Like standing at sporting events? The Kansas City Chiefs would appreciate it if you didn’t when you show up at Arrowhead Stadium.
“Excessive standing and/or obstructing the view of other fans” is second only to the use of “foul, obscene, offensive or abusive language or actions” among banned behaviors on the Chiefs Fan Code of Conduct. (http://www.kcchiefs.com/arrowhead/policies/)
As if that weren’t bad enough, the Chiefs also are introducing a new system for reporting issues and problems. It will allow fans to text message confidential complaints before, during and after the game from any cell phone.
I never realized the fan experience at Arrowhead Stadium was so poor.
I had been under the impression that it was widely regarded as one of the NFL’s — and all of sports for that matter — toughest venues. And I also generally considered that to be a nod to Kansas City’s fans.
Certainly, from a safety standpoint, the Chiefs are onto something. With 80,000 folks — many a bit over-lubricated — in the same place, it’s hard for the stadium staff to monitor everything that occurs in the stands.
The system ought to help break up fights between drunken idiots faster or prevent drunken idiots from getting into fights in the first place, which is a good thing. I’d be all for that if there were some guarantee it would stop there, but we all know that won’t be the case.
I’ve been to many a Chiefs game and stood through almost every minute of every game. I sit down for commercials but that’s about it. Most of the time, it’s because I’m into the game, but a lot of times it just helps to be able to bounce around to ward off the cold.
I can’t say I’ve ever had people complain about my standing aside from a few Denver Broncos fans at the Thanksgiving Day game a few years back. Of course, because Broncos fans are substandard species, I didn’t feel even remotely bad for inconveniencing them. And that didn’t really happen; I just wanted to take a cheap shot at Broncos fans.
The policy is lunacy, though.
At high school football and basketball games, standing is commonplace among student sections. This behavior is learned early on. The more excited and intense fans are about a game, the more they stand, bounce around and scream. It’s a universal part of sports.

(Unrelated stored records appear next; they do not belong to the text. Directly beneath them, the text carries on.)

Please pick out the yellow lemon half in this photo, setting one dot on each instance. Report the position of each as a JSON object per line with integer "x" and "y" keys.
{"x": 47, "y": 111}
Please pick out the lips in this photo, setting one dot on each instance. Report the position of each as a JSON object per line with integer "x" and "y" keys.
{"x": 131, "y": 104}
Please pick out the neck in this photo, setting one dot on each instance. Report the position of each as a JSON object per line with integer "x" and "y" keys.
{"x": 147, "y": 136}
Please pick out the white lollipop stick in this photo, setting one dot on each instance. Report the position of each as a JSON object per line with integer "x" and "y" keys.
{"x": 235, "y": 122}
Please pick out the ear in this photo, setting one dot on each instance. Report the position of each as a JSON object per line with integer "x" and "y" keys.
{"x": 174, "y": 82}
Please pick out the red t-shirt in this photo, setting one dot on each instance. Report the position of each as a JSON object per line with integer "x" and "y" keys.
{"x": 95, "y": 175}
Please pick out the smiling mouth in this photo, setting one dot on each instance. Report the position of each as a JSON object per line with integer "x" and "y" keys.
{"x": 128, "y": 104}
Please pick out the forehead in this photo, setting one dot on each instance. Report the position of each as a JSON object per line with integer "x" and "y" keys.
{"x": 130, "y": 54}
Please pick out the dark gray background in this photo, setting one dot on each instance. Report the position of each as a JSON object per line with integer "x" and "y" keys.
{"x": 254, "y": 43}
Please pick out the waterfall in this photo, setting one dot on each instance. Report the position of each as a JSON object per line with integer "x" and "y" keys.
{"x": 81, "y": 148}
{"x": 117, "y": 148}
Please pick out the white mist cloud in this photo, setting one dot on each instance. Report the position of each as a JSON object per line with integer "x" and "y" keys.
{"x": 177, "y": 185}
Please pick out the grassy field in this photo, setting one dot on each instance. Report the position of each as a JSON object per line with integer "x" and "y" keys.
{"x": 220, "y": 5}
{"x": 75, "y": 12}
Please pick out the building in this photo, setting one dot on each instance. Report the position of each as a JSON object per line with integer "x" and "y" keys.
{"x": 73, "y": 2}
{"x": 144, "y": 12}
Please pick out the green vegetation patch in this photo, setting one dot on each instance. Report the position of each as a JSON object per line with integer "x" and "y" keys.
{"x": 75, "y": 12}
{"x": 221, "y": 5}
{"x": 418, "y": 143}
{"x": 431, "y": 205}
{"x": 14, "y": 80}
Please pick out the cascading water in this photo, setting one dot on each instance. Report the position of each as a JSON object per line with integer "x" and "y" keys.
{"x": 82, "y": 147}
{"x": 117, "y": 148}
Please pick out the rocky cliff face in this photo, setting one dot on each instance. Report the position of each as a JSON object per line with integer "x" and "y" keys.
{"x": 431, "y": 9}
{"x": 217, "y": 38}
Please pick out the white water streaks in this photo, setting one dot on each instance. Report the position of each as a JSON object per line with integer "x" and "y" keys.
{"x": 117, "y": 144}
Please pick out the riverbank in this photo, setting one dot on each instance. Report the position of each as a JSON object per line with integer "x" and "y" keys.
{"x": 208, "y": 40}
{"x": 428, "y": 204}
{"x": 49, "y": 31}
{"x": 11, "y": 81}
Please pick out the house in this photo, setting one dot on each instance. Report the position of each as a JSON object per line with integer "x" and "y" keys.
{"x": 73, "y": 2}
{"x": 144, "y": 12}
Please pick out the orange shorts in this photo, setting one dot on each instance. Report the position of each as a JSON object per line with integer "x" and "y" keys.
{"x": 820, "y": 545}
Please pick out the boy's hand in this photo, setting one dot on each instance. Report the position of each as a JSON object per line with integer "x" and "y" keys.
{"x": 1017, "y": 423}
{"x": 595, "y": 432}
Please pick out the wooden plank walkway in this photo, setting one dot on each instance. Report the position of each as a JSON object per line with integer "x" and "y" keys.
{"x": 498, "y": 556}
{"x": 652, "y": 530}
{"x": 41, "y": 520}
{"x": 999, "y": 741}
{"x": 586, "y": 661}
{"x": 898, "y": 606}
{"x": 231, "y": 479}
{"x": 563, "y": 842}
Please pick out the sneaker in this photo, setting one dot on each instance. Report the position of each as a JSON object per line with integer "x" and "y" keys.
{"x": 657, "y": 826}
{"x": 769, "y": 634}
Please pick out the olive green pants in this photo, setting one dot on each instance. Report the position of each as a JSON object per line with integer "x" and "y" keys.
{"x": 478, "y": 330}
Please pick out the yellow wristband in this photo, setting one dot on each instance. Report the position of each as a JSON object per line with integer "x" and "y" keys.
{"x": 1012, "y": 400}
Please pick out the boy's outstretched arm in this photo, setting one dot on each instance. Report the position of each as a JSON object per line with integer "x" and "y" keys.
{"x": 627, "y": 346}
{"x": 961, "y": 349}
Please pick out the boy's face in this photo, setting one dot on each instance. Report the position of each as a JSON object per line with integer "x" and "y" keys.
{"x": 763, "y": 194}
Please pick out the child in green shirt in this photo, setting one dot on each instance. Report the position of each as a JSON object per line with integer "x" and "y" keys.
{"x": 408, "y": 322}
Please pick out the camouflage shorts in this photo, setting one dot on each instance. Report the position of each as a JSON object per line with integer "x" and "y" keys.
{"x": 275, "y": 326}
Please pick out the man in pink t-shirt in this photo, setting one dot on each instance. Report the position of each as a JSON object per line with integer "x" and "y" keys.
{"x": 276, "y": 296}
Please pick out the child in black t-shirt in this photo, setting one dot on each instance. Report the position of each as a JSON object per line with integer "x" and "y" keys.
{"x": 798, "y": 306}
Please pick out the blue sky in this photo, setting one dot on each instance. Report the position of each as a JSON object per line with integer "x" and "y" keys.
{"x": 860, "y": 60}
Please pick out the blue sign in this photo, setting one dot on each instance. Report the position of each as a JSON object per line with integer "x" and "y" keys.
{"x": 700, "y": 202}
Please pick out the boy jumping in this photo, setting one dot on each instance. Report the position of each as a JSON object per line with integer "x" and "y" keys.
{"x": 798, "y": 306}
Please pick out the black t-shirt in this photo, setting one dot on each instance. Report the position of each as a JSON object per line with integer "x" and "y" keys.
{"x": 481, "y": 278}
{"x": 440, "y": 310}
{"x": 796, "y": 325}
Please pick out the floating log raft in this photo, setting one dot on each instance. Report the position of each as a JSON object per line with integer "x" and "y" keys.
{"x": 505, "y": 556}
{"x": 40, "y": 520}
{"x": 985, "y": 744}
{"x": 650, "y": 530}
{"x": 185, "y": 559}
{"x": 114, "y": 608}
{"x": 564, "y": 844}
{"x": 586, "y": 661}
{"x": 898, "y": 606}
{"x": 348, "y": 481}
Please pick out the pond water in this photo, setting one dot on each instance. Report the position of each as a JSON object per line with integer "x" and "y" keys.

Watch a European soccer match or rugby sometime, nobody in the stands at those games sits. Heck, in England, nobody even sits down in the bars when a match is being played. If you want to sit, go to cricket or baseball games.
Football fans are meant to stand. I’ve heard the argument that people who want to sit paid for their ticket and deserve to enjoy the game. Well, people who want to stand also paid for their ticket and deserve to enjoy the game as well.
I can’t even stay seated watching Chiefs game at home on my couch, but I suggest if you want to sit on your thumbs through an NFL game that’s where you ought to be: on your couch at home.
The Chiefs have done some ignorant things through the years — drafting Todd Blackledge, hiring Greg Robinson, not firing Carl Peterson at the end of the 2003 season when the franchise’s playoff-victory drought reached a decade, benching Rich Gannon for the Jan. 4, 1998, Divisional playoff game against the Broncos ... I could go on.
If anything, the Chiefs should be encouraging more fans to stand.
Why not set up a text messaging system where I can complain that the people around me aren’t be big enough fans for my taste and receive a ticket upgrade?
Shame on the Chiefs for setting up a pointless, sophomoric, unenforceable and anti-American policy. Do they think Arrowhead Stadium is a third-grade classroom?
Win a Super Bowl before dictating how the diehards who attend your games show their support.
If someone’s cursing constantly, smoking in the seats, starting fights, wearing Broncos apparel or throwing things at other fans, that fan needs to go — and stay gone for good.
But standing? I wish it were joke.
Shame on anyone who uses the system to tattle on people for standing during a game. I hope, whether you wind up in heaven or hell, the only sports you’ll ever get to see again are Los Angeles Clippers games.